An NFS server occasionally runs into "BUG: scheduling while atomic". The
message appears about once every 2 to 4 minutes at heavy NFS traffic.
There are only two different patterns, one through nfsd and the other
through the network interrupt thread. I applied Steven's patch
https://lkml.org/lkml/2014/1/16/366 to get as much information as possible.
Thanks,
Carsten.
irq/30-eth0:
[ 9346.799757] BUG: scheduling while atomic: irq/30-eth0/1123/0x00000002
[ 9346.799791] Modules linked in: eeprom nfsd lockd grace nfs_acl
exportfs auth_rpcgss oid_registry sunrpc ip6t_REJECT nf_reject_ipv6
bluetooth nf_conntrack_ipv6 rfkill nf_defrag_ipv6 ip6table_filter
cpufreq_ondemand ip6_tables it87 hwmon_vid coretemp snd_hda_codec_hdmi
snd_hda_codec_via snd_hda_codec_generic snd_hda_intel snd_hda_controller
snd_hda_codec snd_hwdep r8169 mii iTCO_wdt iTCO_vendor_support snd_seq
snd_seq_device snd_pcm snd_timer xhci_pci xhci_hcd wmi i2c_i801
serio_raw lpc_ich mfd_core snd microcode pcspkr soundcore acpi_cpufreq
ipv6 i915 drm_kms_helper drm video i2c_algo_bit i2c_core
[ 9346.799804] Preemption disabled at:[<ffffffffa03fc582>]

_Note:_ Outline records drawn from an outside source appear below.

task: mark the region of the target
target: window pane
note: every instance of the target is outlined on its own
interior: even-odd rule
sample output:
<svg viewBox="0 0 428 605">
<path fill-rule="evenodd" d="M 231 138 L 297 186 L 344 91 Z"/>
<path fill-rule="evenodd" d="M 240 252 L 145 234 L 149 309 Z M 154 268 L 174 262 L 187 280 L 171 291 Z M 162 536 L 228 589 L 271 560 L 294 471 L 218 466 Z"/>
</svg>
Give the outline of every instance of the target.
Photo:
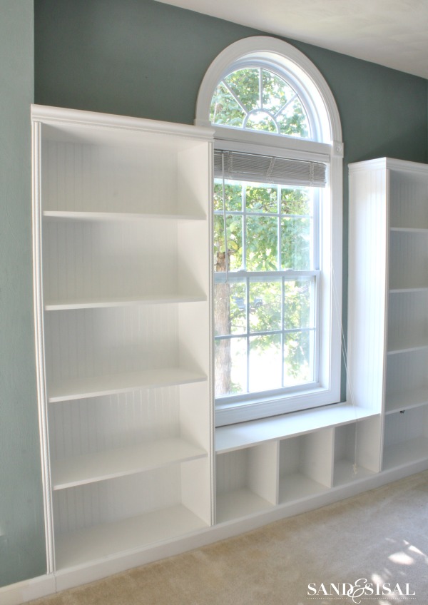
<svg viewBox="0 0 428 605">
<path fill-rule="evenodd" d="M 212 124 L 227 124 L 242 128 L 245 112 L 230 91 L 220 82 L 211 100 L 210 121 Z"/>
<path fill-rule="evenodd" d="M 312 382 L 313 377 L 313 331 L 284 335 L 284 386 Z"/>
<path fill-rule="evenodd" d="M 246 339 L 215 340 L 214 375 L 216 396 L 246 392 Z"/>
<path fill-rule="evenodd" d="M 245 123 L 246 128 L 250 128 L 253 131 L 275 133 L 278 131 L 275 120 L 266 111 L 258 111 L 251 112 Z"/>
<path fill-rule="evenodd" d="M 314 327 L 315 278 L 284 282 L 284 327 Z"/>
<path fill-rule="evenodd" d="M 277 213 L 277 188 L 272 185 L 248 185 L 245 188 L 245 205 L 249 212 Z"/>
<path fill-rule="evenodd" d="M 250 282 L 250 331 L 281 329 L 281 282 Z"/>
<path fill-rule="evenodd" d="M 215 336 L 247 331 L 247 288 L 244 283 L 214 284 Z"/>
<path fill-rule="evenodd" d="M 305 270 L 311 267 L 310 220 L 285 218 L 281 221 L 282 269 Z"/>
<path fill-rule="evenodd" d="M 215 271 L 238 270 L 243 265 L 243 218 L 226 216 L 229 266 L 226 267 L 224 219 L 214 215 L 214 269 Z"/>
<path fill-rule="evenodd" d="M 281 336 L 253 336 L 250 338 L 250 391 L 281 387 Z"/>
<path fill-rule="evenodd" d="M 273 114 L 277 113 L 295 96 L 291 86 L 272 71 L 263 69 L 262 81 L 263 108 L 268 109 Z"/>
<path fill-rule="evenodd" d="M 278 220 L 272 216 L 247 218 L 247 270 L 275 271 L 277 267 Z"/>
<path fill-rule="evenodd" d="M 312 216 L 312 203 L 307 187 L 294 187 L 281 190 L 281 212 L 282 214 L 294 214 Z"/>
<path fill-rule="evenodd" d="M 305 138 L 310 136 L 307 116 L 298 97 L 285 106 L 277 117 L 277 121 L 281 134 Z"/>
<path fill-rule="evenodd" d="M 240 184 L 225 183 L 225 208 L 232 212 L 242 212 L 243 187 Z M 216 181 L 214 183 L 214 210 L 223 210 L 223 183 Z"/>
<path fill-rule="evenodd" d="M 260 70 L 238 69 L 224 80 L 247 111 L 260 108 Z"/>
</svg>

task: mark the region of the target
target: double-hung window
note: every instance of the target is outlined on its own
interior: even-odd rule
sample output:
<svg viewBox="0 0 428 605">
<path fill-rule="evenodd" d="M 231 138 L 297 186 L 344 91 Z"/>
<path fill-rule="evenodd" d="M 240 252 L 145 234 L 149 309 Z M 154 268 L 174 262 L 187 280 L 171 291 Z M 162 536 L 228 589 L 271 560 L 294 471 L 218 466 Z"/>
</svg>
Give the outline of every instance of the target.
<svg viewBox="0 0 428 605">
<path fill-rule="evenodd" d="M 197 123 L 208 122 L 217 424 L 336 402 L 342 143 L 330 89 L 290 45 L 246 39 L 207 72 Z"/>
</svg>

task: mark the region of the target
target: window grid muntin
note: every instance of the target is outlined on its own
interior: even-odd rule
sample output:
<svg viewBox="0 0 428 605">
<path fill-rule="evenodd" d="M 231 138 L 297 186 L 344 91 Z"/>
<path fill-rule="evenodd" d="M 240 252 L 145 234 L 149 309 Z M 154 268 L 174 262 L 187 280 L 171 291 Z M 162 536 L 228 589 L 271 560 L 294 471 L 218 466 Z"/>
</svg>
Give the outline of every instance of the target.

svc_xprt_enqueue+0x16/0x18 [sunrpc]
[ 9346.799804]
[ 9346.799807] CPU: 2 PID: 1123 Comm: irq/30-eth0 Tainted: G W
3.18.7-rt2-nodebug #32
[ 9346.799808] Hardware name: System manufacturer System Product
Name/P8H61-I, BIOS 0403 02/11/2011
[ 9346.799810] ffff8800adc49cb0 ffff880137d5b6e8 ffffffff814c6c96
0000000000000000
[ 9346.799811] ffff88013b28aa00 ffff880137d5b6f8 ffffffff814c3e55
ffff880137d5b778
[ 9346.799813] ffffffff814c8427 ffff880137d5b728 ffffffff810862a6
ffff880137d58000
[ 9346.799813] Call Trace:
[ 9346.799818] [<ffffffff814c6c96>] dump_stack+0x4f/0x7c
[ 9346.799820] [<ffffffff814c3e55>] __schedule_bug+0x9a/0xad
[ 9346.799822] [<ffffffff814c8427>] __schedule+0x8f/0x55a
[ 9346.799824] [<ffffffff810862a6>] ? __rt_mutex_adjust_prio+0x26/0x2a
[ 9346.799826] [<ffffffff814ca409>] ? _raw_spin_unlock_irqrestore+0x19/0x2c
[ 9346.799828] [<ffffffff814c89ed>] schedule+0x7a/0x8d
[ 9346.799830] [<ffffffff814c9809>] rt_spin_lock_slowlock+0x150/0x1df
[ 9346.799832] [<ffffffff810867d5>]
rt_spin_lock_fastlock.constprop.12+0x1f/0x21
[ 9346.799834] [<ffffffff814ca615>] rt_spin_lock+0xe/0x10
[ 9346.799840] [<ffffffffa03fc49d>] svc_xprt_do_enqueue+0x7d/0x14c [sunrpc]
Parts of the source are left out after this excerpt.